Convolutional backward filter algorithm returns no supported results

Hello,

My question is based on the following two assumptions:

  • the tensor format NHWC is faster than NCHW
  • it is better to work with half precision than with float, if tensor operations should be used.

So my questions is, why does cudnnGetConvolutionBackwardFilterAlgorithm_v7 not return a single result that has the status CUDNN_STATUS_SUCCESS?

I use:
Windows 10
Cuda: 10.2
Code Generation: compute_75,sm_75
Nvidia Titan RTX
Visual Studio 2019

I hope someone can help me in changing the parameters to a better supported version.
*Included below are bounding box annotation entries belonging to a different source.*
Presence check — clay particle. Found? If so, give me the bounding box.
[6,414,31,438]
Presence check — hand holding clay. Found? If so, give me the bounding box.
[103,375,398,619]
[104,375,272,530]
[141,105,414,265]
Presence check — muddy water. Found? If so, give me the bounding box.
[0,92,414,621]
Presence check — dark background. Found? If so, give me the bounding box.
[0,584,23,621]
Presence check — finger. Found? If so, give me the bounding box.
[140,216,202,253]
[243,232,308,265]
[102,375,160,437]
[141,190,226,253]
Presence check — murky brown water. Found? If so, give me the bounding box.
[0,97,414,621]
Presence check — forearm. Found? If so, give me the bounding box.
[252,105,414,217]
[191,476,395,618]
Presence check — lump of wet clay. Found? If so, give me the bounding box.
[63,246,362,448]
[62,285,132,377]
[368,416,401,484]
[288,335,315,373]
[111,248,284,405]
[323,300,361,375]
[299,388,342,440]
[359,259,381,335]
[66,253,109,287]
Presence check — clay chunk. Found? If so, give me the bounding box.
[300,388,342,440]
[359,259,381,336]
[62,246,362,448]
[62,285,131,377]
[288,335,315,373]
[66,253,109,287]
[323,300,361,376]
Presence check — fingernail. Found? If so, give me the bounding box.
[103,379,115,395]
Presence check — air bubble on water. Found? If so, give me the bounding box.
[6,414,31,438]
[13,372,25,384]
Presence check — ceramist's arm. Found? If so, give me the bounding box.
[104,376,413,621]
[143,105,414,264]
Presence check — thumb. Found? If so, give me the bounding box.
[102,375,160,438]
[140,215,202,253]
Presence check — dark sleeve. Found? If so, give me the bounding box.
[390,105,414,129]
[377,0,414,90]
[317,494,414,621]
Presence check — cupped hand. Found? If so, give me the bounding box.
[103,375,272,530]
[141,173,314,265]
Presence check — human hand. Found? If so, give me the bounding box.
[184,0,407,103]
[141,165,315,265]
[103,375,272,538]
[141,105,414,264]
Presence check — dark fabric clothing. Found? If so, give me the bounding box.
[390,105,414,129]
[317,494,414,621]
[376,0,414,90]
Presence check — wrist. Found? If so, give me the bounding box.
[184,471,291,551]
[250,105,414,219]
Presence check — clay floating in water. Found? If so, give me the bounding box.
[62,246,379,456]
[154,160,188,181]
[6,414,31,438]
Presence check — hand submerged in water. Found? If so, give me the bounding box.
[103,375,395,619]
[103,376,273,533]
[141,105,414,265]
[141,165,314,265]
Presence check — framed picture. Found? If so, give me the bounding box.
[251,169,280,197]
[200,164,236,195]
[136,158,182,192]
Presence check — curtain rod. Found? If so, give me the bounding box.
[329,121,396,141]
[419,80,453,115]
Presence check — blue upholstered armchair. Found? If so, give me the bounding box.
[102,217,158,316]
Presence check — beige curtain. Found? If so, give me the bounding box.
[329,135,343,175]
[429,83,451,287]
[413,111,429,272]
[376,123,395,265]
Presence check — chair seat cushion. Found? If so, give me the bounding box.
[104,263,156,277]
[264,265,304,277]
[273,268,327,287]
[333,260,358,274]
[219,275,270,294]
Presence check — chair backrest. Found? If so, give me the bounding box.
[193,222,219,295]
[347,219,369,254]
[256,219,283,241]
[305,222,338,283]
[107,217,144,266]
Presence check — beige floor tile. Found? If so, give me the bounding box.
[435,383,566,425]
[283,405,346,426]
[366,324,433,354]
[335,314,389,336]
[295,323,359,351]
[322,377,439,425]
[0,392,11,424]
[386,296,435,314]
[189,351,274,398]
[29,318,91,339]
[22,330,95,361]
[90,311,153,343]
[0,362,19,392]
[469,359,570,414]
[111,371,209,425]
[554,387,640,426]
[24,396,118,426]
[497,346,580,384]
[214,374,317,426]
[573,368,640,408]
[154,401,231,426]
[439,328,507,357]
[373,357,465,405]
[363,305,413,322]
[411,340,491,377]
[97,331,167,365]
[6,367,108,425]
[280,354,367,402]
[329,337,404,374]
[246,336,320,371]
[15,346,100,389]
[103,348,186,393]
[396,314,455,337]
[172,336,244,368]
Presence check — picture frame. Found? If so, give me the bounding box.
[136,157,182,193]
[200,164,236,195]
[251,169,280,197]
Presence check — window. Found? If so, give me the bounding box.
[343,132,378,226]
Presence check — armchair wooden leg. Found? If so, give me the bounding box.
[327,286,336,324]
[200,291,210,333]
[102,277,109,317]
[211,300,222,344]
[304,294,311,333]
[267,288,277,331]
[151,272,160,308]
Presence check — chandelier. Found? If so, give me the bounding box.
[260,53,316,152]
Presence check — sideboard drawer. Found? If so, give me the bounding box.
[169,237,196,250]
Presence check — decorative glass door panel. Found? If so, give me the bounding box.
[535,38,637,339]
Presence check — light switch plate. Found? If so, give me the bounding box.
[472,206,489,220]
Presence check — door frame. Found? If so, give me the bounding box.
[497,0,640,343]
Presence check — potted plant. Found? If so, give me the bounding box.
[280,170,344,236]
However I would still like to maintain half precision and a data format that works without much conversion overhead.

I am thankfull for any response and code for recreating the problem is appended.
Yours thankfully Harald Schweiger

#include <stdlib.h>
#include <stdio.h>
#include <cudnn.h>

#define checkCU(status) _cu_exit(status, __FILE__ , __LINE__)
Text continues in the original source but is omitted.